Now that I think about it, I'm not sure what data structure I'll need to feed into the neural network. But I can work that out when I get there.

## 2025-05-20: Game Environment

In [1]:
from collections import Counter
import random

In [2]:
class Mastermind:
    def __init__(self, return_history=False, seed=None):
        self.secret = None
        self.secret_counts = Counter()
        self.return_history = return_history
        self.history = []
        self.reset(seed)

    def reset(self, seed=None):
        self.secret_counts.clear()
        self.history.clear()
        if seed is not None:
            random.seed(seed)
        self.secret = random.choices(range(1, 7), k=4)
        self.secret_counts.update(self.secret)

    def step(self, guess):
        black = sum(self.secret[i] == guess[i] for i in range(4))
        white = sum((self.secret_counts & Counter(guess)).values()) - black
        score = (black, white)
        self.history.append((guess, score))
        return self.history[:] if self.return_history else score

One thing this class doesn't address so far is how to help carry out Knuth's algorithm. For each remaining possible guess $A$, I think I'll need to take each other remaining possible guess $B$ and say, if $B$ were the secret, what score would $A$ receive? And then group the $B$s by that score, and aggregate them to measure $A$'s suitability as the next guess.

I'm starting to think that I don't need an actual game environment to carry out Knuth's algorithm.

In any case, here's a test run that I solved manually:

In [3]:
M = Mastermind(seed='first test')

In [4]:
M.step((1, 2, 3, 4))

(0, 2)

In [5]:
M.step((2, 4, 5, 6))

(0, 3)

In [6]:
M.step((4, 5, 2, 2))

(1, 1)

In [7]:
M.step((6, 6, 4, 2))

(1, 1)

In [8]:
M.step((6, 1, 2, 5))

(0, 3)

In [9]:
M.step((5, 3, 6, 2))

(4, 0)

In [10]:
len(M.history)

6

During my neural network studying, I wondered how many output neurons I should have for Mastermind. I think I should use one-hot encoding, with each possible color of each peg having its own neuron, so I'll have $4 \times 6 = 24$ output neurons.

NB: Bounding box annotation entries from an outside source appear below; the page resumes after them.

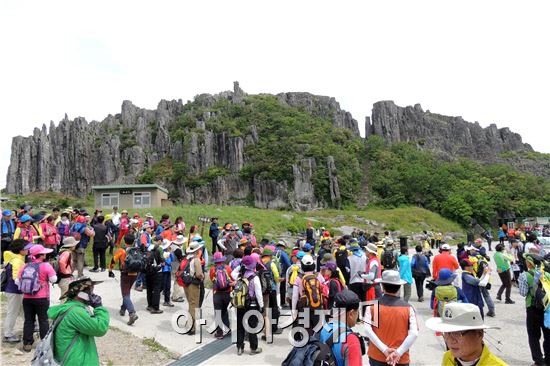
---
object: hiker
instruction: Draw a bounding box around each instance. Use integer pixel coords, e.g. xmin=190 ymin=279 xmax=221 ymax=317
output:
xmin=170 ymin=234 xmax=185 ymax=302
xmin=275 ymin=240 xmax=291 ymax=308
xmin=15 ymin=244 xmax=57 ymax=352
xmin=365 ymin=243 xmax=382 ymax=301
xmin=261 ymin=246 xmax=283 ymax=339
xmin=519 ymin=253 xmax=550 ymax=366
xmin=465 ymin=246 xmax=495 ymax=317
xmin=183 ymin=240 xmax=204 ymax=335
xmin=57 ymin=236 xmax=78 ymax=296
xmin=411 ymin=245 xmax=431 ymax=302
xmin=397 ymin=247 xmax=412 ymax=302
xmin=40 ymin=215 xmax=60 ymax=257
xmin=365 ymin=270 xmax=418 ymax=366
xmin=292 ymin=254 xmax=325 ymax=335
xmin=48 ymin=277 xmax=110 ymax=366
xmin=430 ymin=268 xmax=468 ymax=317
xmin=144 ymin=236 xmax=164 ymax=314
xmin=0 ymin=210 xmax=15 ymax=264
xmin=2 ymin=239 xmax=33 ymax=343
xmin=210 ymin=252 xmax=235 ymax=339
xmin=320 ymin=261 xmax=345 ymax=310
xmin=160 ymin=239 xmax=175 ymax=308
xmin=90 ymin=216 xmax=109 ymax=272
xmin=426 ymin=303 xmax=508 ymax=366
xmin=208 ymin=217 xmax=220 ymax=254
xmin=319 ymin=290 xmax=365 ymax=366
xmin=234 ymin=255 xmax=264 ymax=356
xmin=349 ymin=241 xmax=367 ymax=301
xmin=109 ymin=234 xmax=142 ymax=325
xmin=493 ymin=244 xmax=516 ymax=304
xmin=460 ymin=259 xmax=489 ymax=317
xmin=432 ymin=244 xmax=459 ymax=280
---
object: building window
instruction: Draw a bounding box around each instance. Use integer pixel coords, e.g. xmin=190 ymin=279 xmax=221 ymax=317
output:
xmin=134 ymin=192 xmax=151 ymax=208
xmin=101 ymin=193 xmax=118 ymax=208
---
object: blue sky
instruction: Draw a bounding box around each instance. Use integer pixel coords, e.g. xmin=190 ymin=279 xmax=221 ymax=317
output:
xmin=0 ymin=0 xmax=550 ymax=187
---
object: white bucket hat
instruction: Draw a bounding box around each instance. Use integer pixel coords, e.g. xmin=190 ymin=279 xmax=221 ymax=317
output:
xmin=426 ymin=302 xmax=500 ymax=333
xmin=374 ymin=270 xmax=407 ymax=286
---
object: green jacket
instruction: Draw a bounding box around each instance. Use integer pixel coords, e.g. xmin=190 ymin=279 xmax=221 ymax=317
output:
xmin=48 ymin=300 xmax=109 ymax=366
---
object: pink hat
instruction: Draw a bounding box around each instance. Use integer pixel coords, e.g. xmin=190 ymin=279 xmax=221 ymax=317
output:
xmin=29 ymin=244 xmax=53 ymax=257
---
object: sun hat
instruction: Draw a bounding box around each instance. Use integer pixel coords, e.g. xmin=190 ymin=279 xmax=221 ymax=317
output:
xmin=241 ymin=255 xmax=257 ymax=271
xmin=212 ymin=252 xmax=225 ymax=263
xmin=321 ymin=262 xmax=336 ymax=272
xmin=435 ymin=268 xmax=457 ymax=286
xmin=19 ymin=215 xmax=32 ymax=222
xmin=302 ymin=254 xmax=315 ymax=266
xmin=61 ymin=236 xmax=79 ymax=248
xmin=185 ymin=241 xmax=204 ymax=254
xmin=374 ymin=269 xmax=407 ymax=286
xmin=262 ymin=247 xmax=273 ymax=257
xmin=365 ymin=243 xmax=378 ymax=254
xmin=59 ymin=276 xmax=103 ymax=300
xmin=321 ymin=253 xmax=334 ymax=264
xmin=425 ymin=302 xmax=500 ymax=333
xmin=29 ymin=244 xmax=53 ymax=257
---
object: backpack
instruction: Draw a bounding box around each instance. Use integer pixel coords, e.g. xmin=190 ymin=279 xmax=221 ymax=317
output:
xmin=123 ymin=247 xmax=145 ymax=272
xmin=435 ymin=285 xmax=458 ymax=317
xmin=382 ymin=248 xmax=396 ymax=269
xmin=0 ymin=263 xmax=12 ymax=292
xmin=31 ymin=305 xmax=79 ymax=366
xmin=231 ymin=276 xmax=254 ymax=309
xmin=300 ymin=273 xmax=323 ymax=309
xmin=176 ymin=257 xmax=198 ymax=287
xmin=214 ymin=265 xmax=229 ymax=291
xmin=17 ymin=262 xmax=42 ymax=295
xmin=288 ymin=264 xmax=300 ymax=286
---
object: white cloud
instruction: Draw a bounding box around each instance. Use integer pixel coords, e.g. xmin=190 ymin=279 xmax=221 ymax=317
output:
xmin=0 ymin=0 xmax=550 ymax=187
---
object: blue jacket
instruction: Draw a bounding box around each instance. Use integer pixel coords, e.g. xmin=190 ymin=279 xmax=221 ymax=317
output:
xmin=462 ymin=272 xmax=483 ymax=314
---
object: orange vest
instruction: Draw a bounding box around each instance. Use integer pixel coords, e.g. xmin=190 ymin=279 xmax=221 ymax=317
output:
xmin=368 ymin=295 xmax=411 ymax=364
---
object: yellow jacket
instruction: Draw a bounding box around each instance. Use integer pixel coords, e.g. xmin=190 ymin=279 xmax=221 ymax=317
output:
xmin=441 ymin=346 xmax=508 ymax=366
xmin=4 ymin=250 xmax=25 ymax=281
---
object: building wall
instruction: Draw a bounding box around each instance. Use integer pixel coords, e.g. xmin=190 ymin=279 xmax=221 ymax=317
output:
xmin=94 ymin=188 xmax=168 ymax=209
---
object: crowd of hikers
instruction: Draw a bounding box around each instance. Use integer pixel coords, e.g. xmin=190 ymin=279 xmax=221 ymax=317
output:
xmin=1 ymin=206 xmax=550 ymax=366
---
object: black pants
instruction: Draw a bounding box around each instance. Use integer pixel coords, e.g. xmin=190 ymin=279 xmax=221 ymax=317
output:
xmin=212 ymin=291 xmax=231 ymax=333
xmin=237 ymin=306 xmax=261 ymax=350
xmin=23 ymin=298 xmax=50 ymax=344
xmin=93 ymin=246 xmax=107 ymax=269
xmin=160 ymin=272 xmax=172 ymax=302
xmin=527 ymin=307 xmax=550 ymax=365
xmin=497 ymin=271 xmax=512 ymax=300
xmin=279 ymin=280 xmax=286 ymax=307
xmin=145 ymin=272 xmax=162 ymax=310
xmin=266 ymin=290 xmax=280 ymax=334
xmin=414 ymin=274 xmax=426 ymax=300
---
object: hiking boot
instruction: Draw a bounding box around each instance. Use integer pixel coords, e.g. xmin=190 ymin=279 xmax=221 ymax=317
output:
xmin=126 ymin=313 xmax=139 ymax=325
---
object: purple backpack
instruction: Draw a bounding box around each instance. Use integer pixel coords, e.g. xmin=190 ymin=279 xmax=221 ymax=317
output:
xmin=214 ymin=265 xmax=229 ymax=291
xmin=17 ymin=263 xmax=42 ymax=295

I'm starting to see a lot of possible issues with the input neurons, though. I could represent each previous guess and score with $4 \times 6 + 2 \times 5 = 34$ neurons, and there are a maximum of 9 previous guesses so that's $9 \times 34 = 306$ input neurons. Maybe that's a lot? But here are some definite concerns:
1. Much of the history will be empty/missing. I gather these inputs could be set to zero. Maybe the first layer biases as well?
2. The order of previous guesses doesn't matter. I feel that brute-forcing through this would make training exponentially more difficult/expensive. I asked Gemini for some topics to look into: permutation invariance, set processing, aggregation functions and pooling, embedding functions, and deep sets. Among others. I may have picked a project that doesn't lend itself to a simple neural network.
3. The different colors are interchangeable. This one, it seems, a neural network may actually be well suited to learn.

Also, yes, I know, the `step` method above returns multiple types.